Christian parents have many reasons to thank to God for all the practical resources now available on parenting. We easily forget that biblically informed and cross-centered books, articles, and conferences have not been around forever.
But as I know from personal experience, this wealth of material at our fingertips can also subtly lead us to believe successful parenting is merely the accumulation of sound bite suggestions, reading the right material, and accurately putting all this into practice. Discernment and practice are critical, but even more essential to successful parenting is the active grace and power of our sovereign God. Like few other responsibilities, parenting reveals our human weaknesses and provides us with many opportunities for prayer.

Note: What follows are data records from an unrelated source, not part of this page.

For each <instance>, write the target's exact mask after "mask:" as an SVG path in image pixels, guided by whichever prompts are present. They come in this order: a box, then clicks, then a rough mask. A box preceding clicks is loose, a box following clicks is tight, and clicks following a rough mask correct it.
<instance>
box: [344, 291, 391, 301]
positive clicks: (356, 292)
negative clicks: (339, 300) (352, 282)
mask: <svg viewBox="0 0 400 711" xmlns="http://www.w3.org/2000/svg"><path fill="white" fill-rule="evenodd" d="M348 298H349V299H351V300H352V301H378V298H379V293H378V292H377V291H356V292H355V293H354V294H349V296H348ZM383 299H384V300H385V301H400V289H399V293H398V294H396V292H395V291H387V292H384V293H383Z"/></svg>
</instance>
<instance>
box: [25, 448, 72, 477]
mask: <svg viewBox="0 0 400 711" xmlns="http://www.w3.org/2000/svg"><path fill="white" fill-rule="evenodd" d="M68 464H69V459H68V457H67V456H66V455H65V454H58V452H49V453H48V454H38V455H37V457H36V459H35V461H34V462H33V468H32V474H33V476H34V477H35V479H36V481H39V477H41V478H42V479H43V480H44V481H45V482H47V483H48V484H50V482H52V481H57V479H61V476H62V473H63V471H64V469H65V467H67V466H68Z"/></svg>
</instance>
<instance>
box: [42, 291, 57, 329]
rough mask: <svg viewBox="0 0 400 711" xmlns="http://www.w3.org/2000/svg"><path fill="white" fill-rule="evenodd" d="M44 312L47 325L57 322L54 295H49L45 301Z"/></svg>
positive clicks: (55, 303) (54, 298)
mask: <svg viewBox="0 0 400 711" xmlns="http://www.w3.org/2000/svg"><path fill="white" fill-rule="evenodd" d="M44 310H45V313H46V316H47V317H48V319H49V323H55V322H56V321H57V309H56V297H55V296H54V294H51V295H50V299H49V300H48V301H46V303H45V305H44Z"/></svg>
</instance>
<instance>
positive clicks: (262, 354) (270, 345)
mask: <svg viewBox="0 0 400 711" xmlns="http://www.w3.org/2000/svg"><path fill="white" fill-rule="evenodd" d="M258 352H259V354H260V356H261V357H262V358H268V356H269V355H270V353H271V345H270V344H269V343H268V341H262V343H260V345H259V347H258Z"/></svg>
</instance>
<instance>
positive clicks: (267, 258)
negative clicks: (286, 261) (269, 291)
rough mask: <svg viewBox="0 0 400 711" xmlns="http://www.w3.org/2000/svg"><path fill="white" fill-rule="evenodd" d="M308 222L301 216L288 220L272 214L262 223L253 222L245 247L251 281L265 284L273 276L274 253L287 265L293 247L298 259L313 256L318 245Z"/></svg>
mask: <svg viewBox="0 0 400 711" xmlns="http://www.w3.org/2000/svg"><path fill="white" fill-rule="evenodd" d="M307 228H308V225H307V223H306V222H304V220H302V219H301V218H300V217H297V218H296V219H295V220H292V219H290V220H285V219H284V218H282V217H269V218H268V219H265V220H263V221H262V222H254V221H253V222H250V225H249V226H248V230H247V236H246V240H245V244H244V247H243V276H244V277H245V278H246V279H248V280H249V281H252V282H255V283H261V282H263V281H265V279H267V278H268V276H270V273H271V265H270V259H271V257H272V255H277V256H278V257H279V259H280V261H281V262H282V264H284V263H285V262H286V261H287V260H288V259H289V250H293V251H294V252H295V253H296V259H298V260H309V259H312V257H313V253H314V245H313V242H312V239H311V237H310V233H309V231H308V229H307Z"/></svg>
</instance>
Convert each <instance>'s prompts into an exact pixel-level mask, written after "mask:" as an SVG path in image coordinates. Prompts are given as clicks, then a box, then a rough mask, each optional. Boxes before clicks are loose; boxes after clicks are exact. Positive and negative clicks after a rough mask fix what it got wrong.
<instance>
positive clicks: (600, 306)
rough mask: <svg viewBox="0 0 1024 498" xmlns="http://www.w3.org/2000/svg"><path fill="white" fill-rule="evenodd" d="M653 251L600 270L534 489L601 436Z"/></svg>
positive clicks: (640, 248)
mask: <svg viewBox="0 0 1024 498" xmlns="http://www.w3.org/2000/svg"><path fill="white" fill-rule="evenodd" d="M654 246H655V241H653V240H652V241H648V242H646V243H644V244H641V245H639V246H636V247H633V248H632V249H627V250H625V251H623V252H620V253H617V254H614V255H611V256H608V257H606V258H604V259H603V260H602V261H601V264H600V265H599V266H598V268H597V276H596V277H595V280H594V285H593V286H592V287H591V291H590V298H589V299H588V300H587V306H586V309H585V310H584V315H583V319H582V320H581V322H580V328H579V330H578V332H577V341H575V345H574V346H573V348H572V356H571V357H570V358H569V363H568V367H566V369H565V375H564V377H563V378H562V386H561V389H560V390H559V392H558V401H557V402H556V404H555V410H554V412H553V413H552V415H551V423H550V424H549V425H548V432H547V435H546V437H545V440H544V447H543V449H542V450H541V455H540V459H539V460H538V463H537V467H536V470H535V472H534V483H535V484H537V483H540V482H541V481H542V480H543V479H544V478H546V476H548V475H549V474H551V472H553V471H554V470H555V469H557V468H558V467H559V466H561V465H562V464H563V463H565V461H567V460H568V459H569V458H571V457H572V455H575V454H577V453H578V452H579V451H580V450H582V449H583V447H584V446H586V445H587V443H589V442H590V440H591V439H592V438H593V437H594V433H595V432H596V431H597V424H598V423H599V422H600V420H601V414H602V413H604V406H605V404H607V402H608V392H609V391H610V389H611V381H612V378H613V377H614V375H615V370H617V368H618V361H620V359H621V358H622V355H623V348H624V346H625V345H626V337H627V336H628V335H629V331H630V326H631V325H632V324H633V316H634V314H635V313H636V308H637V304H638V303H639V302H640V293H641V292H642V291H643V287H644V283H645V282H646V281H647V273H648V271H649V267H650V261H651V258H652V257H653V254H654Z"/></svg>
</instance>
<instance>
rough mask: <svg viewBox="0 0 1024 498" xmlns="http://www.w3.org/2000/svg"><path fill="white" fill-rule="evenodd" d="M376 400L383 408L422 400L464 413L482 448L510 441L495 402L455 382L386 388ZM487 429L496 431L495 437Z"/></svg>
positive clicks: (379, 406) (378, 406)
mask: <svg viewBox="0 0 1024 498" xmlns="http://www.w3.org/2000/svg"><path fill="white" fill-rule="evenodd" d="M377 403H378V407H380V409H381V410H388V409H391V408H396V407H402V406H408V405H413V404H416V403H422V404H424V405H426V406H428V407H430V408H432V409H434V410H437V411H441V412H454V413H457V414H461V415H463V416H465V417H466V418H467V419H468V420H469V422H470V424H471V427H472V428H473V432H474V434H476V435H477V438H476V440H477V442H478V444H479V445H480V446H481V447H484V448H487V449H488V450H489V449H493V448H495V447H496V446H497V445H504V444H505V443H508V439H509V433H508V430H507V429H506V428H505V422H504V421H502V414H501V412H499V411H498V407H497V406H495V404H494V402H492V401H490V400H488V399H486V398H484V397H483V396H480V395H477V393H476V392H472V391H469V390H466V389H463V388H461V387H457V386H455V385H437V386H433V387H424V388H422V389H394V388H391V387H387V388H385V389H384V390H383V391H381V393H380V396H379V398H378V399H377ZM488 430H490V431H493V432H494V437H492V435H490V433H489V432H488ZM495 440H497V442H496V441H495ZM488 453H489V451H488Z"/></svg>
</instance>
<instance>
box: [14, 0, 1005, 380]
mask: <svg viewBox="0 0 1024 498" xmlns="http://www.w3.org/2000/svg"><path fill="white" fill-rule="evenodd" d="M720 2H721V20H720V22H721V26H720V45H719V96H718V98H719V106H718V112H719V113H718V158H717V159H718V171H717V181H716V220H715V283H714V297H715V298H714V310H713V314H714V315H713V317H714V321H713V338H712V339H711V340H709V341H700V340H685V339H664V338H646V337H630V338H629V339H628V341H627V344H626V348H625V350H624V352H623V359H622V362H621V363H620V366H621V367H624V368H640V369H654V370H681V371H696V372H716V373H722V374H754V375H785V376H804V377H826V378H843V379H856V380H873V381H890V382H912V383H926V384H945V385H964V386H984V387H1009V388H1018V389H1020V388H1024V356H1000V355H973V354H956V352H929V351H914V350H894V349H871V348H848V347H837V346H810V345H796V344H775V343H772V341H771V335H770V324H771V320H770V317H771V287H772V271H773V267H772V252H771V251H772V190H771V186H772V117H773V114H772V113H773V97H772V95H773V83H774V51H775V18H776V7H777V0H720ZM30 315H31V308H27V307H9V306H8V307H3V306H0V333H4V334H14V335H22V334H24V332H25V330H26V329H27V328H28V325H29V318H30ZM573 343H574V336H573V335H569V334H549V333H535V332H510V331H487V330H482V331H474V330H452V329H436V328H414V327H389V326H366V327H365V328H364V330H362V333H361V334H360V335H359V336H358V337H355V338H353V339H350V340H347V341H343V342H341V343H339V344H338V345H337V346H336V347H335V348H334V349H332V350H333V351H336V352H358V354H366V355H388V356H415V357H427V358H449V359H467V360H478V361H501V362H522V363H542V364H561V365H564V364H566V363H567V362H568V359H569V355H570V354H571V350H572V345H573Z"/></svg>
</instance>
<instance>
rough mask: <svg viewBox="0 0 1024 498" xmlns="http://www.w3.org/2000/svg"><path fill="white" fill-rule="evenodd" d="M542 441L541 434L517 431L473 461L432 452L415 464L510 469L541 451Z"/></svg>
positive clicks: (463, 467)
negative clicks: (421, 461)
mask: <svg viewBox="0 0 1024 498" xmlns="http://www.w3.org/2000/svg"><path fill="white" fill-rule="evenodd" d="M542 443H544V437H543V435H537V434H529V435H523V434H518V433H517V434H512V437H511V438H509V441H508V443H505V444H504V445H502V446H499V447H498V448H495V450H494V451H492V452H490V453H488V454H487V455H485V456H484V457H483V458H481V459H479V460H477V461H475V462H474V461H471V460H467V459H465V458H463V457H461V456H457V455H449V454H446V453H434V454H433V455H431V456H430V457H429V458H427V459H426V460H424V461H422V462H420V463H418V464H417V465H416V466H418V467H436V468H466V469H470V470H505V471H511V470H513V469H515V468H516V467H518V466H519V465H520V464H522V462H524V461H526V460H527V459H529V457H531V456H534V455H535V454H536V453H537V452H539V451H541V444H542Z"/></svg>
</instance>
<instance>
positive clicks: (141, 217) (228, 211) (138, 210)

In his new book A Praying Life, Paul Miller shares a number of personal stories in his growth in personal prayer including this one, which—if I’m honest—confronts my personal pattern of parenting. Miller writes,
When our kids were two, five, eight, twelve, fourteen, and sixteen, I wrote this in my prayer journal:
March 19, 1991. Amazing how when I don’t pray in the morning evil just floods into our home. I absolutely must pray! Oh, God, give me the grace to pray.
It took me seventeen years to realize I couldn’t parent on my own. It was not a great spiritual insight, just a realistic observation. If I didn’t pray deliberately and reflectively for members of my family by name every morning, they’d kill one another. I was incapable of getting inside their hearts. I was desperate. But even more, I couldn’t change my self-confident heart. My prayer journal reflects both my inability to change my kids and my inability to change my self-confidence. That’s why I need grace even to pray…
It didn’t take me long to realize that I did my best parenting by prayer, I began to speak less to the kids and more to God. It was actually quite relaxing.
—Paul E. Miller, A Praying Life (NavPress 2009) pp. 59-60.